Un agent IA n’est pas un employé virtuel. C’est un exécutant très rapide, disponible en permanence, qui fait exactement ce qu’on lui a demandé de faire, dans les limites qu’on lui a fixées. Sa force est la constance : il ne se lasse pas, n’oublie pas et ne reporte pas. Sa faiblesse est l’absence d’initiative : il ne comprend pas qu’une situation sort de l’ordinaire, sauf si vous l’avez prévu.
Tout ce qui suit découle de cette phrase.
Le malentendu, en une comparaison
Beaucoup de dirigeants comparent un agent IA à une embauche. La comparaison juste est ailleurs : c’est un outil, au même titre qu’un logiciel de facturation ou qu’une machine d’atelier.
Personne ne demande à une machine d’atelier de faire preuve de jugement. On lui demande de faire une opération précise, mille fois, sans dérive, et on vérifie la sortie. Un agent IA se pilote de la même façon. Ceux qui l’abordent comme un collaborateur sont déçus ; ceux qui l’abordent comme un poste de travail automatisé en tirent beaucoup.
Conséquence pratique : la qualité du résultat dépend moins de la technologie que de la précision des consignes. Une entreprise dont les règles sont claires (qui rappelle quand, quel délai on annonce, quel tarif on donne au téléphone) obtient un résultat propre en quelques jours. Une entreprise dont chaque cas se traite « au feeling » devra d’abord écrire ses règles. C’est souvent l’apport le plus utile de la démarche.
Les quatre familles de tâches réellement automatisables
1. Le téléphone
C’est la famille au plus fort rendement dans les métiers de terrain. L’agent décroche à la première sonnerie, comprend la demande, pose les questions manquantes, propose un créneau et inscrit le rendez-vous. Il tient plusieurs appels en même temps, ce qu’aucun standard humain de TPE ne fait aux heures de pointe.
Deux effets secondaires comptent autant que le gain de temps.

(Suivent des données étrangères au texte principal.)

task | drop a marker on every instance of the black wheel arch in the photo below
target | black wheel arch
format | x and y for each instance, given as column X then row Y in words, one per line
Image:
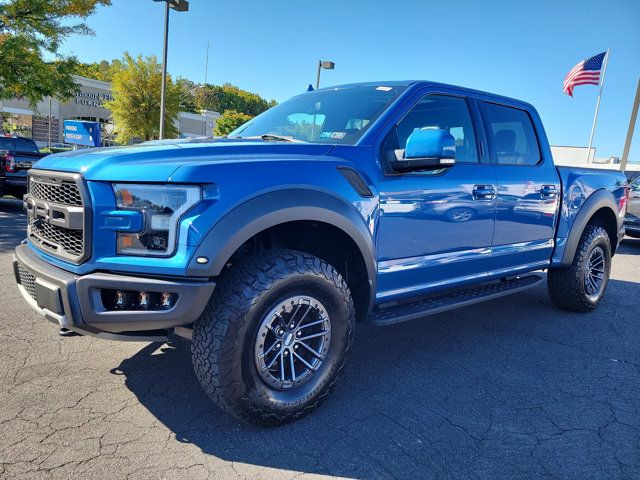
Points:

D’abord, chaque appel laisse une trace écrite : vous savez ce qui a été dit, promis et à qui. Ensuite, l’artisan peut dicter un devis depuis sa camionnette et retrouver un brouillon mis en forme, au lieu de le rédiger le soir.
2. L’administratif
Devis, factures, contrats, justificatifs. Ce sont des documents à structure fixe, alimentés par des informations que vous avez déjà. Photographier un ticket et obtenir une ligne comptable classée ; transformer un échange téléphonique en devis prêt à relire ; générer une facture à partir d’une intervention clôturée.
Le gain n’est pas seulement le temps de saisie. C’est le fait que ces documents partent enfin au bon moment, ce qui déplace la trésorerie de plusieurs semaines.
3. La relation client
Confirmer un rendez-vous, rappeler la veille, relancer un devis sans réponse, relancer une facture impayée, demander un avis après l’intervention, répondre à une demande d’information courante reçue par courriel.
Ces messages sont brefs et sans enjeu individuel. Leur efficacité tient entièrement à la régularité : une relance envoyée à J+7 obtient un résultat que la même relance envoyée à trois mois n’obtiendra jamais. C’est le profil exact d’une tâche à confier.
4. L’organisation
Tenir le planning à jour au fil des rendez-vous pris, replacer un créneau libéré par une annulation, regrouper les interventions par secteur géographique, signaler ce qui n’a pas été fait. Ce travail de coordination est invisible et permanent ; il occupe une bonne partie de la journée d’un dirigeant sans jamais apparaître nulle part.